He was lost aboard the submarine USS Swordfish SS-193 in WWII. He was a Radioman, Third Class in the U S Navy. He received the Purple Heart for his service to his country. He is, also, recognized at the Tablets of the Missing at Honolulu Memorial, Honolulu, Hawaii.

Marshall Edward Cox, Jr is the son of Marshall Edward Cox Sr. and May Agnes Beaudreaux Cox. He is my uncle whom I never met as he was lost prior to my birth.

Thanks to those who have helped keep alive the importance of the service of these courageous men.

The USS Swordfish (SS-193) was a Sargo-class World War II era submarine.

The namesake of the USS Swordfish is a large fish with a long, sword-like beak and a high dorsal fin.

The radio call sign of the USS Swordfish was NAN-UNCLE-DOG-GEORGE.

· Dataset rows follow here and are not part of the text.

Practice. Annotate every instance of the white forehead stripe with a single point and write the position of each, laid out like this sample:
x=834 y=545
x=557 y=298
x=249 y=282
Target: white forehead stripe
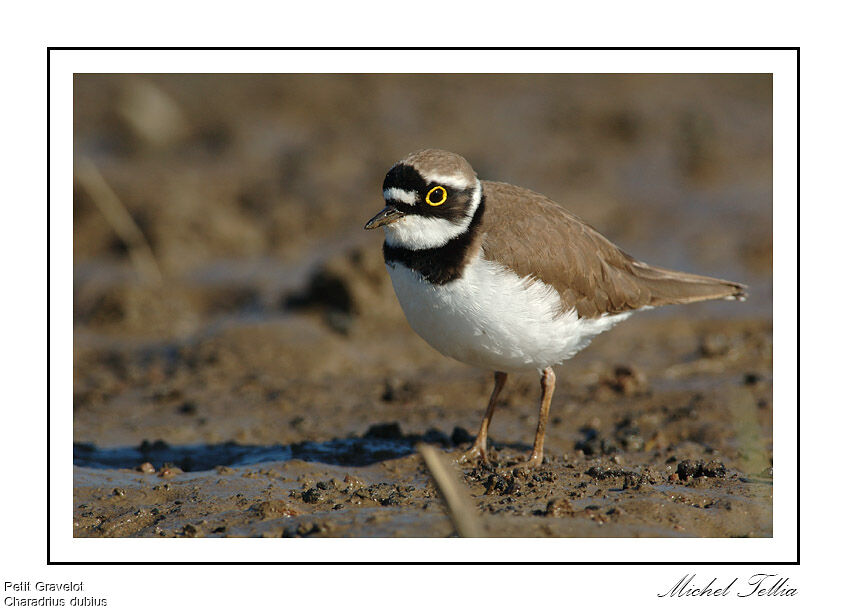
x=401 y=195
x=456 y=181
x=417 y=232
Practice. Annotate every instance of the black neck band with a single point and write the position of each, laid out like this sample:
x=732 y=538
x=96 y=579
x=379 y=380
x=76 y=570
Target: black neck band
x=442 y=264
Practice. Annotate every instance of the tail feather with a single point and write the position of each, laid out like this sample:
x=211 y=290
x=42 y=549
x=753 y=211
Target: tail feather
x=672 y=287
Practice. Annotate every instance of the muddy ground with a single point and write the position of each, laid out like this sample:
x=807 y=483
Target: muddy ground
x=261 y=379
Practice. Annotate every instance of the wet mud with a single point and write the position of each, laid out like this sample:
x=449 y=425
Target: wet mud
x=268 y=385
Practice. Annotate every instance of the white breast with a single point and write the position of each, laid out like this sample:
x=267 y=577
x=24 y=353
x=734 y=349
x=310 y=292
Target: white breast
x=491 y=318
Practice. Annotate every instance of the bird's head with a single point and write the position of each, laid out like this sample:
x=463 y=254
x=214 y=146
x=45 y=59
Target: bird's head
x=431 y=197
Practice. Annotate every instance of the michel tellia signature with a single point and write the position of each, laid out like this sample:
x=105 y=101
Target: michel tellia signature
x=758 y=585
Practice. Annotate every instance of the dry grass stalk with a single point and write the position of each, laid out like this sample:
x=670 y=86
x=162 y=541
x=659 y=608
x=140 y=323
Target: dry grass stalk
x=116 y=214
x=460 y=507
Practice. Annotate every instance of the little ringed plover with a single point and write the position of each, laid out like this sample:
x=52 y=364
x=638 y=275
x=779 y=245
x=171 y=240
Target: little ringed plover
x=503 y=278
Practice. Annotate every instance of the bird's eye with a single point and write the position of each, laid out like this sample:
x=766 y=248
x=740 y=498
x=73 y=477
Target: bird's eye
x=436 y=196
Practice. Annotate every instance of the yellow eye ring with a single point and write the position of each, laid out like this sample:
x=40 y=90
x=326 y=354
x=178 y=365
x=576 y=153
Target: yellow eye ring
x=442 y=196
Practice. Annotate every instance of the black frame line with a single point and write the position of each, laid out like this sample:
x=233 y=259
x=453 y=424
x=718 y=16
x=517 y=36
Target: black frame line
x=704 y=563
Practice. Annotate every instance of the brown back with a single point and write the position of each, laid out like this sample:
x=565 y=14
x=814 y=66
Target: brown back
x=533 y=236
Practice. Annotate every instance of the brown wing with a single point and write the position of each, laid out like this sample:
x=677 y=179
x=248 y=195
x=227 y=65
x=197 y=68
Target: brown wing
x=533 y=236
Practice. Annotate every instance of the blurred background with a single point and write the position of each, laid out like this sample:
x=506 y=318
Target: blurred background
x=225 y=291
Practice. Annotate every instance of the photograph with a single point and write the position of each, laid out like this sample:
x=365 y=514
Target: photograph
x=423 y=305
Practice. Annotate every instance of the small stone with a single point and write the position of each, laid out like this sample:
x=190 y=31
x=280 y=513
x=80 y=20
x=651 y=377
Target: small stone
x=312 y=496
x=559 y=507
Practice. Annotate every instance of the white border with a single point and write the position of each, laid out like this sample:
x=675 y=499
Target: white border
x=781 y=547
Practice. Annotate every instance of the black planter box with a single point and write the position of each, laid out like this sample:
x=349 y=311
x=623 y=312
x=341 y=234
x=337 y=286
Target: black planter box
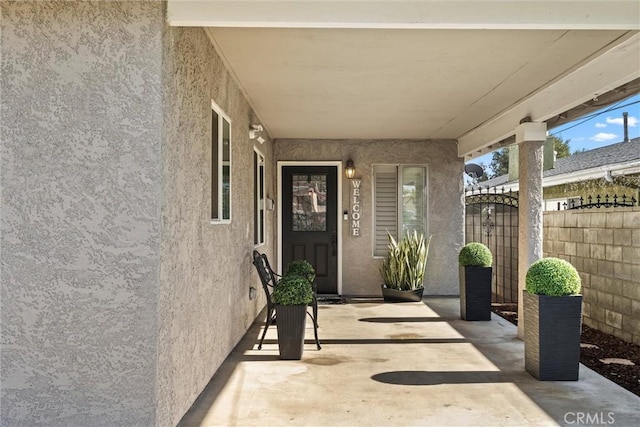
x=552 y=336
x=475 y=293
x=291 y=327
x=396 y=295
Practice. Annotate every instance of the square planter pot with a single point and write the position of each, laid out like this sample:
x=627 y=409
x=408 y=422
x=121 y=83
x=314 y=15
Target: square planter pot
x=291 y=328
x=396 y=295
x=552 y=336
x=475 y=293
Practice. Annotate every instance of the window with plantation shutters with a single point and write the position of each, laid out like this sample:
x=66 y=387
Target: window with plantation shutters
x=385 y=206
x=400 y=202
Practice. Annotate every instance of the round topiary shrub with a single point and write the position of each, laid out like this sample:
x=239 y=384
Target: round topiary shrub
x=302 y=268
x=475 y=254
x=293 y=290
x=552 y=276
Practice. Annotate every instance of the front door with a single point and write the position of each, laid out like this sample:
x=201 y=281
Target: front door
x=309 y=221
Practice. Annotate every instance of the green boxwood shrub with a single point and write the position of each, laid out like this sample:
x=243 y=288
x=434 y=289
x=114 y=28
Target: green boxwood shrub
x=552 y=276
x=293 y=290
x=301 y=268
x=475 y=254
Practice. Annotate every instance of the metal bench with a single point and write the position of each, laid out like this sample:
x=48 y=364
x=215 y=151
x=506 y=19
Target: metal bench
x=269 y=279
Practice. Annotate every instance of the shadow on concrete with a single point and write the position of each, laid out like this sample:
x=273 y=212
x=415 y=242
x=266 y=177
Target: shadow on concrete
x=497 y=341
x=443 y=377
x=196 y=413
x=400 y=339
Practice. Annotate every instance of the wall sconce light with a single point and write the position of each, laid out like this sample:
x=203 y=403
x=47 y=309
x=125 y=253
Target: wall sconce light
x=350 y=170
x=254 y=133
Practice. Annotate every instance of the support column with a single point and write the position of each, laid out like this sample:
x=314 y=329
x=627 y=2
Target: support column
x=530 y=138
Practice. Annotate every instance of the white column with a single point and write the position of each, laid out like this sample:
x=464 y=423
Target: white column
x=530 y=138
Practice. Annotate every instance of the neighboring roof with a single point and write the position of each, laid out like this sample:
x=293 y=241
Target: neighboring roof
x=603 y=158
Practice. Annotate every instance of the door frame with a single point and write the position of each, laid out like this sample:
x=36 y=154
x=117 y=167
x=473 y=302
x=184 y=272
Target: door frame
x=338 y=164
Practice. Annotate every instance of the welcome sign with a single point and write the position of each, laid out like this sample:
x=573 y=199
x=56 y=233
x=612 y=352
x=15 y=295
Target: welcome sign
x=354 y=197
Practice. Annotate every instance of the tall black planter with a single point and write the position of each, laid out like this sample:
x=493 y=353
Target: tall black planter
x=291 y=327
x=552 y=336
x=475 y=293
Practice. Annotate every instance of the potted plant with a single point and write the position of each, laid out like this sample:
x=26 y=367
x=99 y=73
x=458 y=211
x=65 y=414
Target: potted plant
x=302 y=268
x=291 y=296
x=403 y=268
x=552 y=320
x=475 y=261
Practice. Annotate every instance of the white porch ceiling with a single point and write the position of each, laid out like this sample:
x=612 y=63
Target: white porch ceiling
x=467 y=71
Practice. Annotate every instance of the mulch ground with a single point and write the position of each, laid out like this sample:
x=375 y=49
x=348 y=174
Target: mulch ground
x=596 y=347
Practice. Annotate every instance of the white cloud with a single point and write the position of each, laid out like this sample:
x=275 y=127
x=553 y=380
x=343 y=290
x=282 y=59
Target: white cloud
x=603 y=136
x=632 y=121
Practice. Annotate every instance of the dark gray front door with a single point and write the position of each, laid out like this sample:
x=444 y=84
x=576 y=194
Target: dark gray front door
x=309 y=221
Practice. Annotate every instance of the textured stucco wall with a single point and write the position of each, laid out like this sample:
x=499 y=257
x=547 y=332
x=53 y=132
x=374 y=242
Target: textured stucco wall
x=445 y=214
x=81 y=185
x=206 y=269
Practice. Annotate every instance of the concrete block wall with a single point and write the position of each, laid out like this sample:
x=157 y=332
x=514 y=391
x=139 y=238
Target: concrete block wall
x=604 y=246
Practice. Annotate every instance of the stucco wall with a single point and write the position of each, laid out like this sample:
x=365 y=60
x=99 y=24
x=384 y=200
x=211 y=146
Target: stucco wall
x=604 y=246
x=206 y=269
x=445 y=213
x=81 y=185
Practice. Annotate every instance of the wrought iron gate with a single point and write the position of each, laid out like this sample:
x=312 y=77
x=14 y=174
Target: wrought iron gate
x=492 y=218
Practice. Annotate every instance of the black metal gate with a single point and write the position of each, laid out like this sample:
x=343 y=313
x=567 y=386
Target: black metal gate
x=492 y=218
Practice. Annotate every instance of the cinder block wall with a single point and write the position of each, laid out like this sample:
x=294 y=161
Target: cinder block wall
x=604 y=246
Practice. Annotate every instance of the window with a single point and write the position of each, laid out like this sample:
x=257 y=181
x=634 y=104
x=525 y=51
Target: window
x=400 y=202
x=258 y=195
x=220 y=165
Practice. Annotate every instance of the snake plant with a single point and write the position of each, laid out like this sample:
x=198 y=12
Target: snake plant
x=406 y=262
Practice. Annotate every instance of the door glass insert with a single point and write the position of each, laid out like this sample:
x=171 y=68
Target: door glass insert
x=309 y=202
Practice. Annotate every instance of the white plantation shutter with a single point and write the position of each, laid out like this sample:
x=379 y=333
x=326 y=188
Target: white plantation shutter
x=385 y=207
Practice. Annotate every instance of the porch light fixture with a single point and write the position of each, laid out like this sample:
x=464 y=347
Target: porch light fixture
x=350 y=170
x=254 y=133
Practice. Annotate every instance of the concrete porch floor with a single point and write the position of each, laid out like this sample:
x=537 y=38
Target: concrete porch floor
x=400 y=365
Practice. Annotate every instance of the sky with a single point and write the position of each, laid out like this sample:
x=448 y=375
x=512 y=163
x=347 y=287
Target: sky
x=595 y=130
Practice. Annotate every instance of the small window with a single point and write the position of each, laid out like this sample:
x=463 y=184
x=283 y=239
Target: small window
x=400 y=202
x=259 y=201
x=220 y=165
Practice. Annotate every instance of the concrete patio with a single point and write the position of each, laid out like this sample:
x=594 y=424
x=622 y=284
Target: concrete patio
x=399 y=365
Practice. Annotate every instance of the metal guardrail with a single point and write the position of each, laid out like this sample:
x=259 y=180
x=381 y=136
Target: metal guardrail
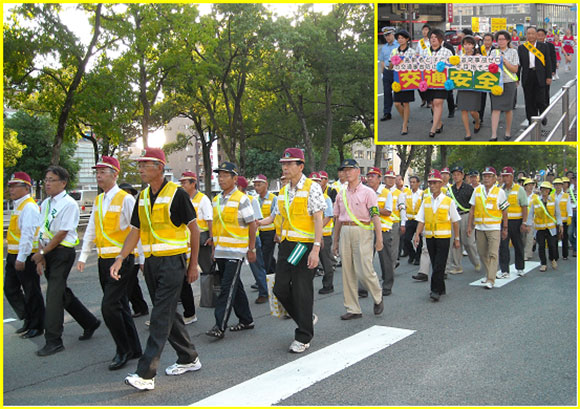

On December 22, 1944, the Swordfish, captained by Commander Keats E. Montross, departed Pearl Harbor for her thirteenth and final war patrol. She had received orders to patrol in an area off the Ryukyu Islands. She had also been outfitted with special equipment for a photo reconnaissance mission at Okinawa. After stopping at Midway Island to top off her fuel, she headed west for the big Japanese stronghold in the Nansei Shoto chain. On January 3, 1945, she acknowledged receipt of new orders to proceed to and to patrol near the approximate geographic position 30° 00' N, 132° 00' E until further notice. The reason for this move was to keep her out of harms way during a planned January carrier strike on the Ryukyus. Her acknowledgement of this order was the last communication ever received from the Swordfish. On January 9, 1945, she was ordered to proceed to the Nansei Shoto Archipelago to perform her special mission. Upon completion of the photographic and observation mission, she was told to proceed to the submarine base at Saipan, unless she was unable to communicate by radio, in which case she was supposed to return to Midway. When the Swordfish failed to appear at Saipan or Midway, and silence was the only response to radio messages sent to her, it became obvious she was lost. 1

On February 15, 1945, she was reported as presumed lost due to unknown causes. The public announcement was made on May 4, 1945.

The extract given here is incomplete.